Please replace the following with the relevant details: required-amount-of-coreplease-pick-a-partitionplease-pick-a-qospleas-pick-a-walltimeplease-pick-a-jobnamerequired-amount-of-ram. The number of core should reflect the number of PyTorch data loading workers. A good rule of thumb is to have twice as many workers as the numbers of cores. However PyTorch workers tend to use more memory than necessary and this can become a constraint. Read the section on “Excessive PyTorch DataLoader memory usage” to learn how to reduce the cost of PyTorch workers.

Visualisation

Most PyTorch-based scripts use Visdom to visualise the training. Since NCC is composed of multiple machines and many users, the scripts often need small adjustments to work on NCC.

On NCC, you should start Visdom on the head node. We would advise using tmux to keep the server running even when you have closed your SSH connection. Once Visdom is running on the head node, you can configure the visdom client to connect to the Visdom server.

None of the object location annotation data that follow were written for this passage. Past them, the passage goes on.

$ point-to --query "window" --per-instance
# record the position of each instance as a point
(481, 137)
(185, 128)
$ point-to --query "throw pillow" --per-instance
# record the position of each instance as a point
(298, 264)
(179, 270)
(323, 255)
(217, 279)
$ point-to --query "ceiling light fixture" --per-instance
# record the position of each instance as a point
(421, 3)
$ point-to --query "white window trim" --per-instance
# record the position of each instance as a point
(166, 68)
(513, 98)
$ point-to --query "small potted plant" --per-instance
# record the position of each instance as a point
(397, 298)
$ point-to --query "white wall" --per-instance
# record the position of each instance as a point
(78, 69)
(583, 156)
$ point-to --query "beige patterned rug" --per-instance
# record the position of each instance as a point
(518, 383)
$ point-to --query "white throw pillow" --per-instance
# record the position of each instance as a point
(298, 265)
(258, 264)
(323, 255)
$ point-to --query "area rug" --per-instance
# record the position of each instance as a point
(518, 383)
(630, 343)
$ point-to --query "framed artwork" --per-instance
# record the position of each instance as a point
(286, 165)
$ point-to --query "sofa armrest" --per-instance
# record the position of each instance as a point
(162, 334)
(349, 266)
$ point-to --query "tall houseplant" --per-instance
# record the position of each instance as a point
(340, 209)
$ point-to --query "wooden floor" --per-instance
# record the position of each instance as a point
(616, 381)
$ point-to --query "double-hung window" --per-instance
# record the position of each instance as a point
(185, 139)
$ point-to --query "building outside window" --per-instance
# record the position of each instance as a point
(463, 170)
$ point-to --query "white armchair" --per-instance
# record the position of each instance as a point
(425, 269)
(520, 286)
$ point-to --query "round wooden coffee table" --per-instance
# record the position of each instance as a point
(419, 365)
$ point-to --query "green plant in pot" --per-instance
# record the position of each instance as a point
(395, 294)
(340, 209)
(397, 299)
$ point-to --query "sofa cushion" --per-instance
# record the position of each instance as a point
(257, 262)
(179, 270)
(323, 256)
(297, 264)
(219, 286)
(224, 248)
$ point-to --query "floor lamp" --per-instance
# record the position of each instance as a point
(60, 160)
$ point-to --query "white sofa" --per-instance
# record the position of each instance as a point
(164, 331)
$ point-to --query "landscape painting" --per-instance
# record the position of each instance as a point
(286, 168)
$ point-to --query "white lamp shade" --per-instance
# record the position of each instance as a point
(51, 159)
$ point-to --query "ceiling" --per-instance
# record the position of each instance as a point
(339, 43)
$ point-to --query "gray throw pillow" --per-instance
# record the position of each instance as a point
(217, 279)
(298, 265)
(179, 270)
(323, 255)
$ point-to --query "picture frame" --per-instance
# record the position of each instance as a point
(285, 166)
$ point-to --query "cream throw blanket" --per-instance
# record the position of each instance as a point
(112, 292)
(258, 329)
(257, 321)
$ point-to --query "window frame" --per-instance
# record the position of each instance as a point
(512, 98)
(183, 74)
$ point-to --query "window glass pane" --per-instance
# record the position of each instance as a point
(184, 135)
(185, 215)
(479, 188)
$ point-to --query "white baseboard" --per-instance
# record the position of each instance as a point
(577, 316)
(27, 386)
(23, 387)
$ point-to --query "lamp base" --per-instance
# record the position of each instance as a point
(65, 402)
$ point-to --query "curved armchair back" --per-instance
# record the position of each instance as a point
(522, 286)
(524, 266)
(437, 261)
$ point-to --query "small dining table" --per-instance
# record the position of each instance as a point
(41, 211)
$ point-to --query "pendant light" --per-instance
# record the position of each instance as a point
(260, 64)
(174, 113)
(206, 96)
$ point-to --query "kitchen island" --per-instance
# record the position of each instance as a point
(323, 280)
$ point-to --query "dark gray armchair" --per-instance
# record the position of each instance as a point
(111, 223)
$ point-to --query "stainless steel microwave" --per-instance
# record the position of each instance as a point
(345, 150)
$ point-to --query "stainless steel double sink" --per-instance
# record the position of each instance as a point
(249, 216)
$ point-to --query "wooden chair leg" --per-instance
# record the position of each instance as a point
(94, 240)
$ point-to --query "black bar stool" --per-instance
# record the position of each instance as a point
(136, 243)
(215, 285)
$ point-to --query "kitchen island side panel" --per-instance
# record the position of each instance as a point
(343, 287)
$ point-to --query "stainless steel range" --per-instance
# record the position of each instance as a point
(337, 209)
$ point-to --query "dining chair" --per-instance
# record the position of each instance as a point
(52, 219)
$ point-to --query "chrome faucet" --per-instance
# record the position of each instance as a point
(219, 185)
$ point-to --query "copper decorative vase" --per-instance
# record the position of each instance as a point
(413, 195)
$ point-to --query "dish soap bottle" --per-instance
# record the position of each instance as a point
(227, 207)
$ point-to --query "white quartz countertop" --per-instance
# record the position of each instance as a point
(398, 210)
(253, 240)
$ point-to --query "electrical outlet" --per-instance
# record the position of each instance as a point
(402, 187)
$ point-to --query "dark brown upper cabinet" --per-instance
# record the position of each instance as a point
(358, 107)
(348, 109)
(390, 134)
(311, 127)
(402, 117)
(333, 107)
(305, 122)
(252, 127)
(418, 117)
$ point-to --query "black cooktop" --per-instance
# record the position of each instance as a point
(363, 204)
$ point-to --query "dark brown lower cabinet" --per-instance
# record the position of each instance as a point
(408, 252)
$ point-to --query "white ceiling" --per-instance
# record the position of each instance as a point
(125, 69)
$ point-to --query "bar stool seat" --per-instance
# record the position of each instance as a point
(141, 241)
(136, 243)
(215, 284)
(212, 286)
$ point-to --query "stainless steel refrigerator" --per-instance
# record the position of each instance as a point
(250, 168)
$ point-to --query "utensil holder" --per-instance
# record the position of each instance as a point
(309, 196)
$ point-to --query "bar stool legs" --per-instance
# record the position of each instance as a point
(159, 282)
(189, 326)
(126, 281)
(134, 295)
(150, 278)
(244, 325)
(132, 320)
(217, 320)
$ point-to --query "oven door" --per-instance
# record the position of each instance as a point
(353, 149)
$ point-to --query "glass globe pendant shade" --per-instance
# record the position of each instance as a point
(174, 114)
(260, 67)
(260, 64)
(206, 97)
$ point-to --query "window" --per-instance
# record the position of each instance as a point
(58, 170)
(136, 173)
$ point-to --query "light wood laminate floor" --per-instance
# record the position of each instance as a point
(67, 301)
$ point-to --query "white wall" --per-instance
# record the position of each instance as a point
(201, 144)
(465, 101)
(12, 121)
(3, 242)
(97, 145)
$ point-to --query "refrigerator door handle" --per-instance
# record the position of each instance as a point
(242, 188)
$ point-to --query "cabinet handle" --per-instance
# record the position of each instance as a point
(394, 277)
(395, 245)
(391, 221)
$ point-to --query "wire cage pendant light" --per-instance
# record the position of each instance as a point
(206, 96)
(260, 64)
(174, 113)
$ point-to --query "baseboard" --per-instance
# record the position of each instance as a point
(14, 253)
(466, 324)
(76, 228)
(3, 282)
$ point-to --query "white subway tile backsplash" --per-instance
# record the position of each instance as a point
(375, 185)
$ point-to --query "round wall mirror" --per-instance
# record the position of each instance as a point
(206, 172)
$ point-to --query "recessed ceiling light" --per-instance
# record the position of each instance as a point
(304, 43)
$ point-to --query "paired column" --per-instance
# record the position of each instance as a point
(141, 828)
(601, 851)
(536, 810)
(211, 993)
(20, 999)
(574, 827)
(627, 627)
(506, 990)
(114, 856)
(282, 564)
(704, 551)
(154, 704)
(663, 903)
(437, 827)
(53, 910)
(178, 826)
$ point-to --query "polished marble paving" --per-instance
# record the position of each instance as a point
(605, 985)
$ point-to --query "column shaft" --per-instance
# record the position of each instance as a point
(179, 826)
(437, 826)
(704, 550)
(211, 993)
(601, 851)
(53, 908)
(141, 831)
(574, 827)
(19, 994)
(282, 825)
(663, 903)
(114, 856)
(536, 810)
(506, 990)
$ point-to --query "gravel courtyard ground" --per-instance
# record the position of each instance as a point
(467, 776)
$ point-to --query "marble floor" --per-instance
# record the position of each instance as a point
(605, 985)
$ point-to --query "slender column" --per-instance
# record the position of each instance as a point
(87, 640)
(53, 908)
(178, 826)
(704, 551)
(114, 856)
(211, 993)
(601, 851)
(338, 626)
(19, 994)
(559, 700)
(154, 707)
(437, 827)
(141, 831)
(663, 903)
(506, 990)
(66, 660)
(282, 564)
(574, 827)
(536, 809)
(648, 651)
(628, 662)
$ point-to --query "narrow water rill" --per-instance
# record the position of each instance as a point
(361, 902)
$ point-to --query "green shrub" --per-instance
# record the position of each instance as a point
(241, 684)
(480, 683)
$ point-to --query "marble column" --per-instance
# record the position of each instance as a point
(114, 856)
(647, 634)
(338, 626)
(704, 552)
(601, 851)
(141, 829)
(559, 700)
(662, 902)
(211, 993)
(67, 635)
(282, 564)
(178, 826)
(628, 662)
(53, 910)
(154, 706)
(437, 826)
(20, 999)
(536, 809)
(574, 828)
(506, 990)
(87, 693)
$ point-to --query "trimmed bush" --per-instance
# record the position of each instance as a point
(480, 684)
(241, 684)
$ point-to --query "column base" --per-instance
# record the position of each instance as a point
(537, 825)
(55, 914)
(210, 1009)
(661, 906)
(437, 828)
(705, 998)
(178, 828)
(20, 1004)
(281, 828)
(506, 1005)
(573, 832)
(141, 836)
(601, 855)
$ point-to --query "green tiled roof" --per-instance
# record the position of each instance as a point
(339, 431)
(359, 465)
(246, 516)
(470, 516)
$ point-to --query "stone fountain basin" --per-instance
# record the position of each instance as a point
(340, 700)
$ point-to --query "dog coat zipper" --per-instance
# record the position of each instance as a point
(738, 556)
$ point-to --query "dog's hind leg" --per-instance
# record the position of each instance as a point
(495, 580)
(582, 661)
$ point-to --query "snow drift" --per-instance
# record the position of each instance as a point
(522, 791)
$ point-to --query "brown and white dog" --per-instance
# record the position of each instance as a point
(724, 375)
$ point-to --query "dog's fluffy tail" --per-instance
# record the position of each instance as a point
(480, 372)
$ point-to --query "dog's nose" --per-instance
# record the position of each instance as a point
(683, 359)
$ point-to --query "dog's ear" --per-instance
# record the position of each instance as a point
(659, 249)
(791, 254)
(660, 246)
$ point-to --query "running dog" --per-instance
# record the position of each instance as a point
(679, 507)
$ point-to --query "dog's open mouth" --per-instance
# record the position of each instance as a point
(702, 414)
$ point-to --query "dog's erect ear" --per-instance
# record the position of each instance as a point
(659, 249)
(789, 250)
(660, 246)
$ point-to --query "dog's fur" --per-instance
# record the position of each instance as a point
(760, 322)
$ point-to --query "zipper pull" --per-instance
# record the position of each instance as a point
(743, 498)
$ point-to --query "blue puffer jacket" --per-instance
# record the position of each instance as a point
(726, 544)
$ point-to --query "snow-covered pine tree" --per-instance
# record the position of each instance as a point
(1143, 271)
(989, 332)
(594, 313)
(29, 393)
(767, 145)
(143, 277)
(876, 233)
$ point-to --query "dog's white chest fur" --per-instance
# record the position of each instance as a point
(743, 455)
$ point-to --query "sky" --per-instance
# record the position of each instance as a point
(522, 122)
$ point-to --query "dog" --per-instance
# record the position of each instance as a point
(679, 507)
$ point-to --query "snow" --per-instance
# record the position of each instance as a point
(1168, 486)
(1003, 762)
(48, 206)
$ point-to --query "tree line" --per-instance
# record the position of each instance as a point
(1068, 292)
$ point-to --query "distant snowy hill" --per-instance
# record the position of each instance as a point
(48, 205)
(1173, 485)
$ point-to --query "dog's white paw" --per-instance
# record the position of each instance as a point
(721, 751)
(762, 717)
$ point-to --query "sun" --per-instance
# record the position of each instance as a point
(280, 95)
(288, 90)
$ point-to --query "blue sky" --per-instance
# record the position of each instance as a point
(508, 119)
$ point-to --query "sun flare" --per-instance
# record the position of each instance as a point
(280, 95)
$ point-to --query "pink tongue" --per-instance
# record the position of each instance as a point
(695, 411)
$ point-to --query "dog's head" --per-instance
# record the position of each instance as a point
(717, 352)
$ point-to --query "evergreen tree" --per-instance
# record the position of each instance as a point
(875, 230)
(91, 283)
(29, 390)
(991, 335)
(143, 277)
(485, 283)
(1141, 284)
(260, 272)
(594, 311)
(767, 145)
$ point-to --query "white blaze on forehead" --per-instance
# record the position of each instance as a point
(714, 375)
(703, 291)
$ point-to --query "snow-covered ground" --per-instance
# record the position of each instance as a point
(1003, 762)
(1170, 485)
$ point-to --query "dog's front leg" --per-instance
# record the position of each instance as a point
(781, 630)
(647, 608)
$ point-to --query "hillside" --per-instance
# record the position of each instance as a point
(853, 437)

Since there are many users, pick a port that is not currently used by someone else. The default port is extremely likely to be used by somebody else, don’t use it.

Starting the server on the head node:

python -m visdom.server -port pick-a-port-that-is-not-already-used

Configuring the Visdom client in your Python script:

import visdom
viz = visdom.Visdom(server="http://ncc1.clients.dur.ac.uk", port=your-
chosen-port)

Excessive PyTorch DataLoader memory usage

The default settings in PyTorch can lead to a lot of memory wastage if you are using multiple workers for data loading — and you should be.

What happens is that by default, PyTorch creates new workers by “forking” the current process. The new worker become an identical copy of your running process. Unfortunately this means that all the memory, all the weights of your network, everything get duplicated inside your worker even if the worker does not use it. You cannot start the workers before loading your network because even if you managed to do it, the workers are respawned at each epoch.

The simple solution in Python 3 is to change the worker creation method to avoid forking. There are two possible methods that will circumvent the problem: forkserver and spawn. For instance to use the forkserver, add the following:

if __name__ == '__main__':
    # Note: You must put all your training code into one function rather than in the global scope
    #       (this is good practice anyway).
    #       Subsequently you must call the set_start_method and your main function from inside this
    #       if-statement. If you don't do that, each worker will attempt to run all of your training
    #       code and everything will go very wild and very wrong.
    torch.multiprocessing.set_start_method('forkserver')
    my_main_function()

If you are using Python 2, the solution is to switch to Python 3 (sorry).

Building PyTorch’s accimage

Accimage is not available through pip. If you would like to use it, you need to build it using the following steps:

source myenv/bin/activate
git clone https://github.com/pytorch/accimage
cd accimage
python setup.py build_ext --library-dirs=/opt/intel/compilers_and_libraries_2019.3.199/linux/ipp/lib/intel64_lin
python setup.py install

To use it as torchvision backend instead of PIL, set this in your Python code:

torchvision.set_image_backend('accimage')

and add to your SLURM batch script:

export LD_LIBRARY_PATH=$LD_LIBRARY_PATH:/opt/intel/compilers_and_libraries_2019.3.199/linux/ipp/lib/intel64_lin/